The Central Valley congressman introduced a bill in June to revive legislation that helped eradicate a similar nutria infestation in Maryland’s Chesapeake Bay a decade ago.
Harder underscored the need for the state to act quickly during the recent House Ag Committee hearing on Safeguarding American Agriculture from Wild, Invasive, and Non-Native Species.
Harder:”All you need to know is this is a giant swamp rat which can destroy vitally important parts of our agriculture like crops including almond trees, irrigation canals, they can even cause flooding by burrowing into water control systems and threatening our water infrastructure. If we don’t take action now there could be 250, 000 nutria just in California in five years. One female can lead to 200 offspring in a year, 200. That’s why I’ve introduced a bill that invests 7 million dollars now to help our community and our country get ahead of this issue before it’s too late.”
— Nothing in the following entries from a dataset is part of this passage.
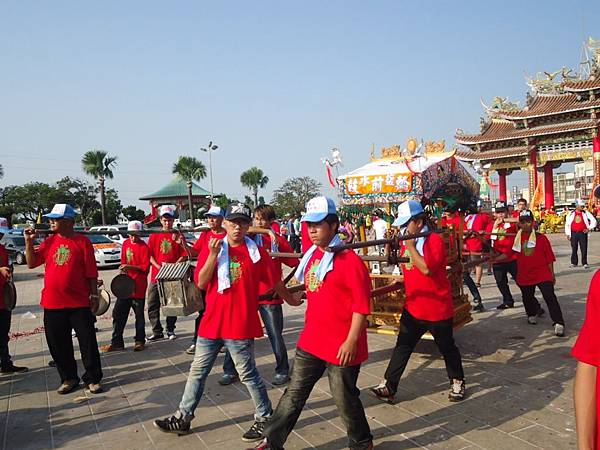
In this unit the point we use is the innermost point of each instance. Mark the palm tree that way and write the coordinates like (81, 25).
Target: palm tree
(99, 165)
(253, 179)
(189, 169)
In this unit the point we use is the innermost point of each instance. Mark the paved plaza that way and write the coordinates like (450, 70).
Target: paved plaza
(519, 380)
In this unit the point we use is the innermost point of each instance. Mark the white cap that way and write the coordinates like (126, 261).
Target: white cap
(134, 225)
(168, 210)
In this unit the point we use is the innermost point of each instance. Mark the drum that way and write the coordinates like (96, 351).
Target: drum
(10, 295)
(103, 302)
(122, 286)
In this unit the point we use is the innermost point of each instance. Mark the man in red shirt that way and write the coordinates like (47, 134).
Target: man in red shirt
(164, 248)
(428, 305)
(577, 227)
(271, 311)
(6, 364)
(586, 391)
(535, 267)
(232, 271)
(334, 336)
(135, 263)
(69, 297)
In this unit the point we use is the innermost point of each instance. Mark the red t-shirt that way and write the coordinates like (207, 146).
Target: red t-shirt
(70, 264)
(284, 247)
(3, 263)
(164, 250)
(578, 224)
(587, 347)
(345, 290)
(428, 297)
(137, 254)
(502, 243)
(233, 314)
(202, 243)
(474, 222)
(533, 263)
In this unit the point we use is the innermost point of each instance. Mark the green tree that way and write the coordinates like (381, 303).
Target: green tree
(294, 193)
(133, 213)
(98, 164)
(189, 169)
(253, 179)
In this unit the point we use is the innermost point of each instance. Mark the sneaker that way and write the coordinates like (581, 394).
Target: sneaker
(457, 391)
(95, 388)
(11, 368)
(504, 306)
(280, 379)
(67, 386)
(382, 392)
(255, 433)
(227, 379)
(174, 424)
(111, 348)
(191, 350)
(155, 337)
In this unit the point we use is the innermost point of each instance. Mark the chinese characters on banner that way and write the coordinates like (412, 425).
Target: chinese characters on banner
(379, 184)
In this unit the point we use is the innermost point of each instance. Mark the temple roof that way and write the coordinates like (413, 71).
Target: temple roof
(177, 188)
(504, 130)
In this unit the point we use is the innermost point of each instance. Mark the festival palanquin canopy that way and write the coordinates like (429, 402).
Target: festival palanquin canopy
(427, 172)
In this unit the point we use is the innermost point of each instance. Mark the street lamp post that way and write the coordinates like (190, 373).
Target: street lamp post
(209, 150)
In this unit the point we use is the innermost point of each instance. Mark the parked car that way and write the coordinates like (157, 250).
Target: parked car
(107, 252)
(15, 246)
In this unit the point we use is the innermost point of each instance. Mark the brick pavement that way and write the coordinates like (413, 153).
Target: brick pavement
(519, 380)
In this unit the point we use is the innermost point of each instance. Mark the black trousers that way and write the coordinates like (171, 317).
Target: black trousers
(58, 324)
(411, 331)
(120, 315)
(342, 382)
(532, 306)
(579, 239)
(154, 312)
(5, 318)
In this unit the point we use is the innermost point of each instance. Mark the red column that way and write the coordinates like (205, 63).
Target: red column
(502, 184)
(548, 186)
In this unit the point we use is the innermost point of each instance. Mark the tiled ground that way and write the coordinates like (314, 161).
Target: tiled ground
(519, 384)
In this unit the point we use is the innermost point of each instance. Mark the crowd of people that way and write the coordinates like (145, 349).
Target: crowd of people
(244, 290)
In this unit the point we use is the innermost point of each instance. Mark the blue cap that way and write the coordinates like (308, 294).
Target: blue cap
(407, 211)
(318, 208)
(61, 211)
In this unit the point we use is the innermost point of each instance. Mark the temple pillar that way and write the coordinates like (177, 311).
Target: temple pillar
(502, 184)
(532, 171)
(548, 186)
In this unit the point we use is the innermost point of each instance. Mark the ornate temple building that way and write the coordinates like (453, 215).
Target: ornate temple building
(558, 124)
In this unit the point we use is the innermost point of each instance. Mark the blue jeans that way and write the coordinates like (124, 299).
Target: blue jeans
(272, 316)
(242, 352)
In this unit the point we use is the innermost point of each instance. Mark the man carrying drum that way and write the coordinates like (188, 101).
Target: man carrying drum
(69, 297)
(135, 263)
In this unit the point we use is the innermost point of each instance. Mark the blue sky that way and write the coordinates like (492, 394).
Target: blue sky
(273, 84)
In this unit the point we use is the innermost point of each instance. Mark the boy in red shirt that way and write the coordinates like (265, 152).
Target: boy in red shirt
(271, 311)
(428, 305)
(164, 248)
(135, 262)
(586, 391)
(69, 297)
(535, 267)
(232, 271)
(334, 335)
(6, 364)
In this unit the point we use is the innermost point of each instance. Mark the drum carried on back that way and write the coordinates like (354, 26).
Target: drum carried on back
(179, 295)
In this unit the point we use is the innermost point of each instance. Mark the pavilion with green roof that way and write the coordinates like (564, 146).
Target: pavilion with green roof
(175, 193)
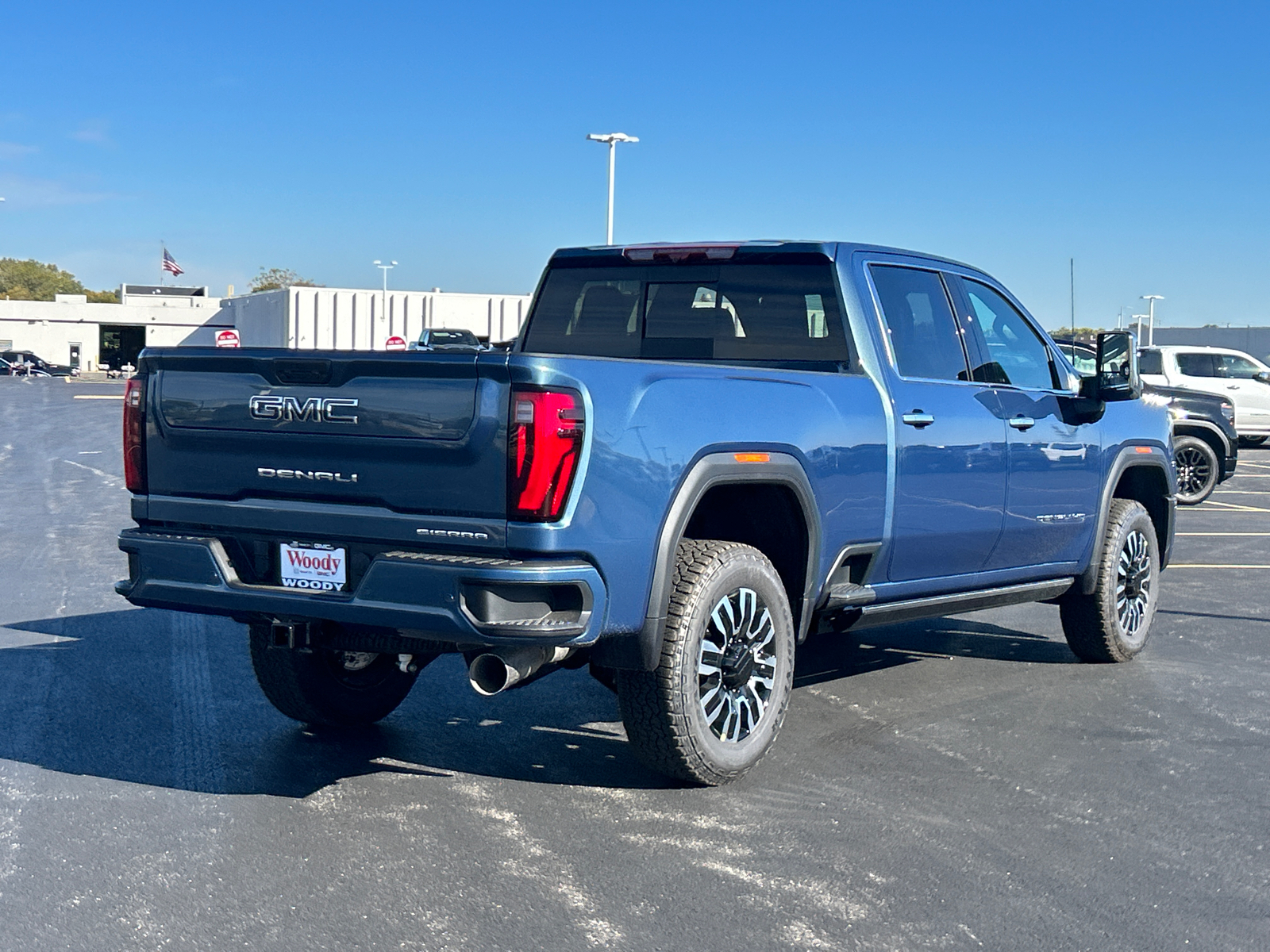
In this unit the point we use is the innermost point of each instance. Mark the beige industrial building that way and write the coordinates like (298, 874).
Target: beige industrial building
(99, 336)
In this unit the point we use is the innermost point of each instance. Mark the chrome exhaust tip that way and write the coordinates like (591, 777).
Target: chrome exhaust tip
(495, 672)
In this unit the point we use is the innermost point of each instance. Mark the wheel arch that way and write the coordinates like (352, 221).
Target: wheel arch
(1145, 478)
(708, 501)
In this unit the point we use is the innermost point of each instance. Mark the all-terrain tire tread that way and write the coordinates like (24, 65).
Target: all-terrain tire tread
(1089, 621)
(658, 731)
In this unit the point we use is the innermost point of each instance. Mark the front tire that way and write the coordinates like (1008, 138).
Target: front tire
(328, 687)
(1113, 622)
(713, 706)
(1198, 470)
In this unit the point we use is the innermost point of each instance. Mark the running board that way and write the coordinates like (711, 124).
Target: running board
(937, 606)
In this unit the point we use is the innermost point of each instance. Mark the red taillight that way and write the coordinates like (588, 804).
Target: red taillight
(710, 251)
(135, 435)
(543, 454)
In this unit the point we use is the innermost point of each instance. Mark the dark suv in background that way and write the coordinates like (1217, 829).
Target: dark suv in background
(1206, 444)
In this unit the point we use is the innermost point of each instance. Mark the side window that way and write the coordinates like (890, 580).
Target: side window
(1237, 367)
(1149, 362)
(1197, 365)
(1011, 342)
(920, 323)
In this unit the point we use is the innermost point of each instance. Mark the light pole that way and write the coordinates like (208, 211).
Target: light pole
(1151, 308)
(613, 139)
(385, 268)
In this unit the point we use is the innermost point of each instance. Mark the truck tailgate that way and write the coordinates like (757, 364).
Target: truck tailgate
(410, 433)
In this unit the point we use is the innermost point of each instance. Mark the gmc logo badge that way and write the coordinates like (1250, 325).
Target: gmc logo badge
(264, 406)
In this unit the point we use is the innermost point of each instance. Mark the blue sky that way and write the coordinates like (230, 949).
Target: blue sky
(451, 137)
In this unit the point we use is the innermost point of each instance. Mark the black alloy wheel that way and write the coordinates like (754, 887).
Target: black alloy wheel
(1198, 470)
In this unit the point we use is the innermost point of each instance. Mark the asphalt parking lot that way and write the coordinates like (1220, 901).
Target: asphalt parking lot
(959, 784)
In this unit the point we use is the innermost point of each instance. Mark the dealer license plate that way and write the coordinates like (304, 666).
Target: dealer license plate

Harder says that by the time the public is aware of the nutria infestation, by the time it’s being spotted on farms it will be too late for eradication. Then there’s only local management. Harder says the nutria problem is now at the point where wild hogs were in the 1980’s, only found in a handful of states. Today wild hogs are in 35 states and cost 2.5 billion dollars damage each year. He says his goal is to not let the nutria issue grow to be as destructive as feral hogs.
Cal Department of Fish and Wildlife says Nutria can consume up to 25% of their body weight in above and below ground vegetation daily, but they can destroy up to 10 times as much, damaging native plants, soil structure, as well as significant losses to nearby agricultural crops.